# George Hotel - Sep 18



## UrbandonedTeam (Oct 25, 2018)

Luckily we remembered this one when we were visiting through Huddersfield and lucky my friend wore his 'urbex' clothes because his hoodie got absolutely shredded.



George Hotel



In a circa-1850s Victorian building across the street from Huddersfield train station, the George hotel in Huddersfield is a Grade II listed building. The 60 bed hotel was built in 1851 and closed in January 2013. This hotel is a 3 star rated hotel and was designed by William Walker.



Access to this one was rather tricky and as I said, we lost a solid hoodie during this explore, yet, we still think it was worth it. There is a lot to see but it is mainly concentrated in one part of the structure as all of the rooms have been stripped of anything interesting, except the wallpaper in some.



Exterior, many walk past every day with no idea that it lies abandoned. There is little to express this except a few warning signs on the main entrance door.











Inside we were immediately confronted by many empty spaces so we wondered whether the building had been stripped since it was last explored. However, as we moved further towards the front side, we were happy we were wrong.
























Not the exact same room but you get the idea










Kitchens










Ballroom/Dining room










Bar

















Lobby and reception
























Here you can check out my documentary styled video on this site (if you desire!) It covers the hotel's past, present and future through cinematics and narration:







Thanks for reading


----------



## GroppingRhyme (Oct 25, 2018)

Great find! I love the videos and photos. Sad that such a building is abandoned.


----------



## KPUrban_ (Oct 25, 2018)

Nice find that. The bar itself makes it worth a visit. Good Job


----------



## Sabtr (Oct 25, 2018)

A lovely big building. I'm amazed you managed to get in given it was broad daylight and so public.

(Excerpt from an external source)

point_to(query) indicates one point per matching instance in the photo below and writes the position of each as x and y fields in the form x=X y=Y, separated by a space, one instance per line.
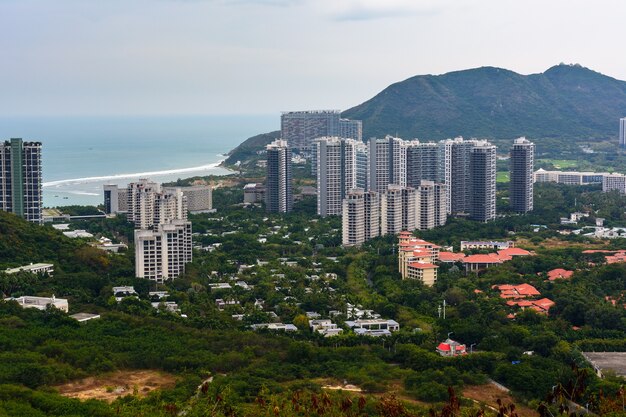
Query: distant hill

The lobby / foyer area is Fawlty Towers!! 

I think my favourite place in there has to be the kitchens. I dunno - might be the shape of the room or perhaps how the window illuminates it. Definitely caught my eye that part.

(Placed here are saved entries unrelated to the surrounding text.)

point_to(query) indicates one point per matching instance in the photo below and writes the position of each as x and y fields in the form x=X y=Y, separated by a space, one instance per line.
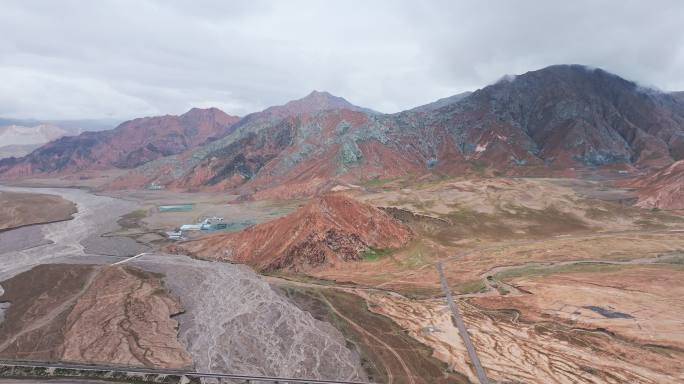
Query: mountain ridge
x=555 y=119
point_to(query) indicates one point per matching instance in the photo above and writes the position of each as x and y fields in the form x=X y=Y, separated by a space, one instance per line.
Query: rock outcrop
x=129 y=145
x=328 y=230
x=545 y=121
x=663 y=189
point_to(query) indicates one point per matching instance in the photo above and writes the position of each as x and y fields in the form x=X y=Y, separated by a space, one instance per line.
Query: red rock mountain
x=328 y=230
x=129 y=145
x=550 y=120
x=560 y=117
x=663 y=189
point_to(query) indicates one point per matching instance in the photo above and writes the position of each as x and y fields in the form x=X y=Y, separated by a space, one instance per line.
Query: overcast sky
x=122 y=59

A very interesting location. Thanks for sharing.


----------



## Sam Haltin (Oct 26, 2018)

Still a nice hotel and retains certain features. My favourite room would be the ballroom/dining area.


----------



## krela (Oct 26, 2018)

Grand old place, I wonder what the plans for it are.


----------



## BikinGlynn (Oct 26, 2018)

Yes thats lovely, top marks for that one!


----------



## snotrocket (Oct 26, 2018)

Hi. Being from Huddersfield I can inform you that the plans are probably to leave it to fall apart and then turn it into a kebab shop.


----------



## prettyvacant71 (Oct 29, 2018)

Such a lovely building, looks like you had a good explore and came away with some great pics! I partially severed my archilles tendon on a broken window failing to get in here at the beginning of the year, limp has literally only just gone ffs, hope that makes you feel a bit better for loosing your hoodie


----------



## UrbandonedTeam (Oct 29, 2018)

Oh wow yeah it definitely does, I know from football anything on the Achilles absolutely kills. Glad you're alright


----------



## B7TMW (Nov 6, 2018)

Reminds me a lot of the Britannia Adelphi in Liverpool. Those flame glass lights on pedestals are very similar to those used in the Britannias lobby. Great shots.


----------



## merribrody (Nov 10, 2018)

As a Rugby League fan this totally devastates me.


----------